Fear of not spending precious time the way it ought to be spent, like, totally objectively.
Fear of regret.
Fear of regret.
Yeah, that’s it. Regret.
I picture myself – and I know that I am not the only one – x amount of years down the line, wishing that “shit, I should not have wasted those precious years, man.”
Wasted them, doing what, exactly?
…Shit. Enjoying life, I guess.
In this town, I see so much pleasure and love. Like, all of my peers are in some way or another living their dreams… I say peers, and it is an interesting choice of word, since our ages can differ greatly. I sometimes hear myself speak of a span of ages concerning my peers – Usually I’ll talk about “18-28”, but that’s admittedly just to make it rhetorically sexy. 18-Death is probably more true. We all washed ashore in these mountains at a given point, and we now live here in the same kind of carpe-diem paradise, doing what we love to do and struggling, oh, struggling so hard to not feel guilt in the meantime.
Fear of guilt?
I also often talk about a certain type of citizen who seems to have washed away this emotion, and I always feel like the detergent has been investing their time in a sustainable future regardless of which path they should end up on… Jesus, the vagueness of words going on here. I guess what I’m getting at is that most of us would probably agree that the quotidien tends to be pleasurable to the point where it would be easy to one day wake up and be 40, and still be waiting the same tables as one did at 18, or cleaning the same chalets, or driving the same busses. Fair enough, right? But then there is the concern that ones path might – for example – merge with that of someone else’s, and that perhaps a long-term-secure-life-with-children-and-security will be desired… And suddenly, no one can find anything positive to say about the waitress-life, housekeeping-life or taxi-life.

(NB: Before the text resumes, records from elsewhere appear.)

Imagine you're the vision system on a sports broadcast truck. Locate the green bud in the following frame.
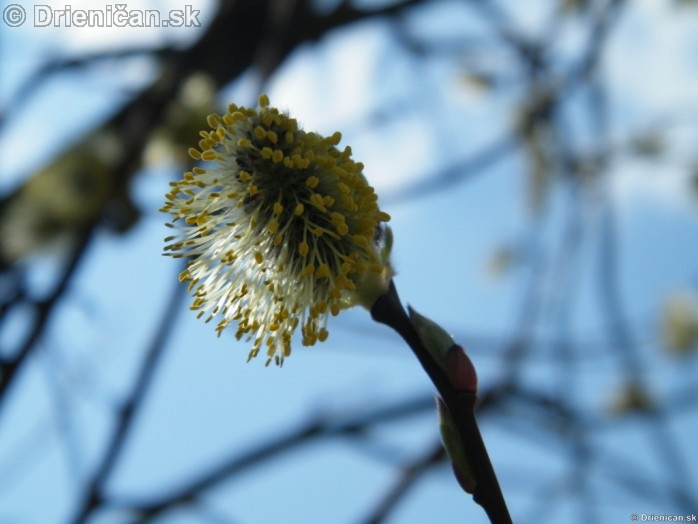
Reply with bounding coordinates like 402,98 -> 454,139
436,397 -> 476,494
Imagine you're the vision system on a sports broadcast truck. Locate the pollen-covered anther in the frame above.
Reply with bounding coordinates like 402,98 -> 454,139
161,95 -> 390,365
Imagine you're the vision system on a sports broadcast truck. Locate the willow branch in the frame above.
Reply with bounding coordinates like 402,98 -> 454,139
371,281 -> 511,524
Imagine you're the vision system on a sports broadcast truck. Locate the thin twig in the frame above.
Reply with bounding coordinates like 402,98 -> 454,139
371,281 -> 511,524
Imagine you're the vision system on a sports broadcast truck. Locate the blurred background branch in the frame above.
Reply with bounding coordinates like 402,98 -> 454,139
0,0 -> 698,523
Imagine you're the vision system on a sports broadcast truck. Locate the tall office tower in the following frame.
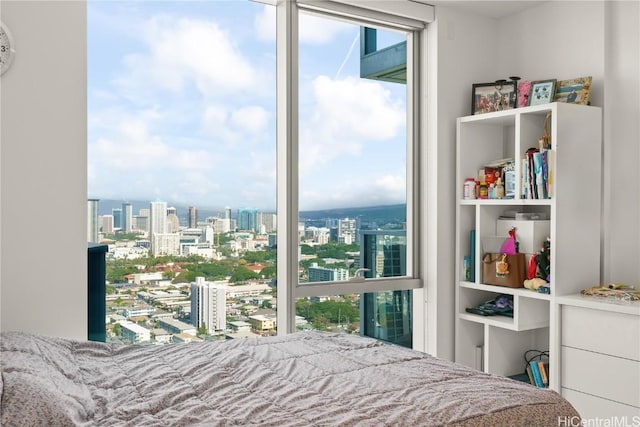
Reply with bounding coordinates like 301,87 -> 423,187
111,208 -> 122,228
101,215 -> 113,234
238,209 -> 258,231
167,213 -> 180,233
188,206 -> 198,228
87,199 -> 100,243
258,212 -> 278,233
120,202 -> 133,233
360,230 -> 413,348
149,202 -> 167,253
151,233 -> 180,256
308,262 -> 349,282
338,218 -> 356,245
191,277 -> 227,333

So yeah, fear of not investing one’s time properly… Even though I’m having the time of my life. I sometimes, right after my breakfast and coffee, find myself lounging in some relaxed and pleasurable activity (and yes, this includes ski-touring, rock-climbing, snowboarding, trail-running, whatever), and thinking “shouldn’t I be doing some more productive with my time? At the fucking hight of my capability? 25 years old, intelligent, driven, beautiful. Here I am on some mountain, strapped into some gear, not doing anything that will matter in 100 years.”

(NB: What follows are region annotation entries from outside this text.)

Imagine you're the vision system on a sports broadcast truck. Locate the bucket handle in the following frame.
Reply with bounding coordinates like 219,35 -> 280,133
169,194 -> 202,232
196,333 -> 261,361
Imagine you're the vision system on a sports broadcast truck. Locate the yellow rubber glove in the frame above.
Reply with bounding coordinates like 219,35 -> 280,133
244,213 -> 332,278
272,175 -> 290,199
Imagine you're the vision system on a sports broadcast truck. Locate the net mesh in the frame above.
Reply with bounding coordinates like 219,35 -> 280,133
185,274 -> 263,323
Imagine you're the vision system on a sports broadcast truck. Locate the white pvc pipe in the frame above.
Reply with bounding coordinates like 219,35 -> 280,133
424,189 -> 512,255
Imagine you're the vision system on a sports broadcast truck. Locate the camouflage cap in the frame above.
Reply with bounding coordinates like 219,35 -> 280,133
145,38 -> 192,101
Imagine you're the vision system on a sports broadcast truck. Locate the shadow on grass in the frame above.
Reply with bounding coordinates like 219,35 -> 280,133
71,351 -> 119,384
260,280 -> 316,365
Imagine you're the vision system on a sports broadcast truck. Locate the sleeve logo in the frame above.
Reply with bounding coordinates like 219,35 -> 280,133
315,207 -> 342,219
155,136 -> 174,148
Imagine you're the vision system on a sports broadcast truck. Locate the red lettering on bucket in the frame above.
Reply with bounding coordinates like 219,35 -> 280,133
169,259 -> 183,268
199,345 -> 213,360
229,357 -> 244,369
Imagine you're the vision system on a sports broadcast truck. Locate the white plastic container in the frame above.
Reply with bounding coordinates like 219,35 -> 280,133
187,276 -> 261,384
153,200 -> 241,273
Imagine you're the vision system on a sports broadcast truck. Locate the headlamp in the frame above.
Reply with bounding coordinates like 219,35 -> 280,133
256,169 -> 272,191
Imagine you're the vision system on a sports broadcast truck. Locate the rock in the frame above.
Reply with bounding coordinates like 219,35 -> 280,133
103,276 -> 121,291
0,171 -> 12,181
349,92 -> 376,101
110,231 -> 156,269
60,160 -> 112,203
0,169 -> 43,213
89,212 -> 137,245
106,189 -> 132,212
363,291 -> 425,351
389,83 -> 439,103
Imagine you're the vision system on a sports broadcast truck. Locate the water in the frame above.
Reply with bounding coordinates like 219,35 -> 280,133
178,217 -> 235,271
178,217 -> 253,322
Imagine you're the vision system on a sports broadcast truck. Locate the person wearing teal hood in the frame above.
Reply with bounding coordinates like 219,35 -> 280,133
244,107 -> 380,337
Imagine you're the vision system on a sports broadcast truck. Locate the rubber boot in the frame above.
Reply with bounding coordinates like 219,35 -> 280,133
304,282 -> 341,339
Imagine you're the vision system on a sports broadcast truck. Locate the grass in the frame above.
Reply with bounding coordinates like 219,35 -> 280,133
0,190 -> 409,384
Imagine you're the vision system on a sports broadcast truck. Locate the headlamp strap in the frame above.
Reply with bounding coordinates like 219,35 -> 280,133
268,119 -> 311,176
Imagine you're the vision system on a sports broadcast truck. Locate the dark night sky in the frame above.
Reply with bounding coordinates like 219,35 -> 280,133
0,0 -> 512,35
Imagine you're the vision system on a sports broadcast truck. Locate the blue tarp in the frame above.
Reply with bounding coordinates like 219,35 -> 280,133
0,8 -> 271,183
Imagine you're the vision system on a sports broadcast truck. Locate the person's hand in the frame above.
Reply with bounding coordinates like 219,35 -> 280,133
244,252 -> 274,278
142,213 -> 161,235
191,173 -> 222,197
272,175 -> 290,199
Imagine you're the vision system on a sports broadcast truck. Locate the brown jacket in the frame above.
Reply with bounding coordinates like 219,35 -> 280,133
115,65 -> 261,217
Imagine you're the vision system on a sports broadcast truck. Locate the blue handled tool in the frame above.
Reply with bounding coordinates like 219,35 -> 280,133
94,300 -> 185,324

It can’t be true… I want to believe that a mosaic will shape itself naturally – that life will not be divided into a before/after, a playtime/worktime, that suddenly a path will emerge that my 25-year old self would have considered worthy of the future.

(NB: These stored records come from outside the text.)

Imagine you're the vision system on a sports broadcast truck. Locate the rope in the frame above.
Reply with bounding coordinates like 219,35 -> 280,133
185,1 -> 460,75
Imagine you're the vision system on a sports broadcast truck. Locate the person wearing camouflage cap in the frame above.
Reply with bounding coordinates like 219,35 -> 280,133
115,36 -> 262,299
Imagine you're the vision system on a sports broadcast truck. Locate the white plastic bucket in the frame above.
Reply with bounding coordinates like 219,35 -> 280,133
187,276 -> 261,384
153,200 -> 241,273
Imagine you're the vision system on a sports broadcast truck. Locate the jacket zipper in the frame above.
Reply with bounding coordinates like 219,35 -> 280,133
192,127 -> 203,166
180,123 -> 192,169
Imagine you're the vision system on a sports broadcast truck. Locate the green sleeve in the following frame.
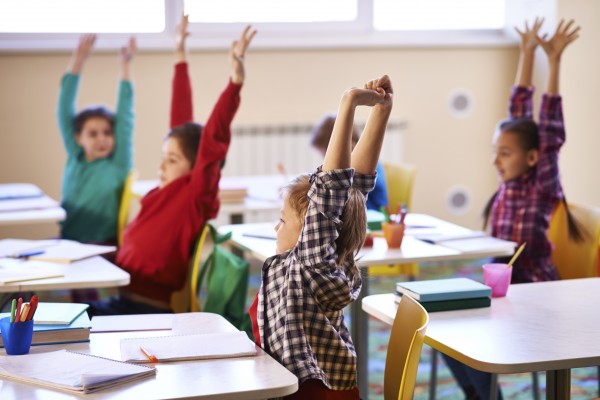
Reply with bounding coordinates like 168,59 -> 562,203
57,73 -> 81,156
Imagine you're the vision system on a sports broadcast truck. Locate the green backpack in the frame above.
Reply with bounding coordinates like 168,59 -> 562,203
197,225 -> 254,340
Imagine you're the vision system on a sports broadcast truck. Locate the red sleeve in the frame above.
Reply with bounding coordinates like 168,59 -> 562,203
169,62 -> 194,129
190,80 -> 242,220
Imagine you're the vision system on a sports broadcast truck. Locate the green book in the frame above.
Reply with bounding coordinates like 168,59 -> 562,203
396,278 -> 492,303
394,292 -> 492,312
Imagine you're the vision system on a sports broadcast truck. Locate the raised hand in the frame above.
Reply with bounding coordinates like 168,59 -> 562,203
68,33 -> 96,74
121,36 -> 137,63
536,19 -> 581,61
229,25 -> 256,85
175,15 -> 190,62
515,17 -> 544,52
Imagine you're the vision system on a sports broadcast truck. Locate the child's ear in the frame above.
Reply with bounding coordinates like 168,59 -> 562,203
527,149 -> 539,168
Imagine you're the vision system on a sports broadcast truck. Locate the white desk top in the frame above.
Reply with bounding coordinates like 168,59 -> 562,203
362,278 -> 600,374
0,256 -> 129,293
0,313 -> 298,400
219,214 -> 514,267
0,183 -> 66,225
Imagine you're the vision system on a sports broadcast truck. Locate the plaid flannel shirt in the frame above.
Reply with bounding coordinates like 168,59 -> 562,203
491,87 -> 565,283
257,168 -> 376,390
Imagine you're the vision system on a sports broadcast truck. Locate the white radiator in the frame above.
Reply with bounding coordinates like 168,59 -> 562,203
223,121 -> 406,176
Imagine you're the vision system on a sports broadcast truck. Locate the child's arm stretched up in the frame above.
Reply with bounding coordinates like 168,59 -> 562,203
509,18 -> 544,119
113,37 -> 137,173
169,15 -> 194,129
323,75 -> 393,174
191,26 -> 256,220
56,34 -> 96,156
537,20 -> 579,193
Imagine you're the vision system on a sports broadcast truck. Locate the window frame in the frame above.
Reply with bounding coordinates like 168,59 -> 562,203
0,0 -> 557,53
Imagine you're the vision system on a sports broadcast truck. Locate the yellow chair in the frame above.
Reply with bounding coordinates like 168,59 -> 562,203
117,170 -> 137,246
171,224 -> 210,313
548,202 -> 600,279
369,162 -> 419,279
548,202 -> 600,393
383,296 -> 429,400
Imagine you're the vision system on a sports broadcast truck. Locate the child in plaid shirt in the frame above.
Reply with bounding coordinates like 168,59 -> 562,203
250,75 -> 393,400
444,18 -> 581,399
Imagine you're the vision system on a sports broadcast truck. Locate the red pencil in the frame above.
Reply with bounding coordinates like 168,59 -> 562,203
15,297 -> 23,322
25,294 -> 40,321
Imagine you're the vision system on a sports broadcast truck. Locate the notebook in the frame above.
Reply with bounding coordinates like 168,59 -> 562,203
0,350 -> 156,393
121,331 -> 256,363
0,239 -> 117,263
33,302 -> 89,325
396,278 -> 492,302
0,259 -> 65,286
0,313 -> 92,346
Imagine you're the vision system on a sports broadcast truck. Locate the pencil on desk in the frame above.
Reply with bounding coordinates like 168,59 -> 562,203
140,347 -> 158,363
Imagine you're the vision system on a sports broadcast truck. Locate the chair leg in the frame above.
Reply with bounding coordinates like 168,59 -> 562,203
531,371 -> 540,400
490,374 -> 498,400
429,348 -> 438,400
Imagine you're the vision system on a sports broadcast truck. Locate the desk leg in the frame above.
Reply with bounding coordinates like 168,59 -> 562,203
546,369 -> 571,400
350,268 -> 369,400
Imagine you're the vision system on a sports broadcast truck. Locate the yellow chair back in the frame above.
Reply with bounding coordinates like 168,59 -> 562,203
383,296 -> 429,400
171,224 -> 209,313
548,202 -> 600,279
383,162 -> 417,212
117,170 -> 137,246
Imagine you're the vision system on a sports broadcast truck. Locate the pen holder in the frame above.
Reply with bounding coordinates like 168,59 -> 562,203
0,317 -> 33,355
381,222 -> 405,249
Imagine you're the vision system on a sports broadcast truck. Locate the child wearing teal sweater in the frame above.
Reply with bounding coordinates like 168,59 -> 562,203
57,34 -> 136,244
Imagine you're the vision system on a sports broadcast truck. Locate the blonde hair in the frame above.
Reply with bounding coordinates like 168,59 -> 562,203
282,174 -> 367,264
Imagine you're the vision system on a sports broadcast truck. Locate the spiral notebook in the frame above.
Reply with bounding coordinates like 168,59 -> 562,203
0,350 -> 156,393
121,331 -> 256,363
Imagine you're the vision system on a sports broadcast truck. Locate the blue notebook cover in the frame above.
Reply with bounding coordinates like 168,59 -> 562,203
396,278 -> 492,302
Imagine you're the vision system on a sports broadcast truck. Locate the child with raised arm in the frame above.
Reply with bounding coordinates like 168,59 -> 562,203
89,24 -> 256,315
57,34 -> 136,244
250,75 -> 393,399
446,18 -> 581,399
310,113 -> 388,211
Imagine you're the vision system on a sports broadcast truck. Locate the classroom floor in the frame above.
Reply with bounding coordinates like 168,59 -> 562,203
248,260 -> 599,400
39,260 -> 599,400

Maybe the fear of falling is linked to the fear of possibly wasting ones time… When I am climbing I tend to hear that voice, that fear surging up from inside of some deep and ancient place in my brain, asking me what the fuck I am doing? Even though, technically, I know that I am safe. Sure, I may be situated several meters above my latest quickdraw, and the possibility of injury may be very real… But that voice in my head screaming death and mayhem does not seem very logical. Just as the voice that creeps in at night, asking if I shouldn’t be in some school-bench in the process of becoming something that will make me rich, seems equally void of logic, because I already am feeling rich. And afraid. But happy (?)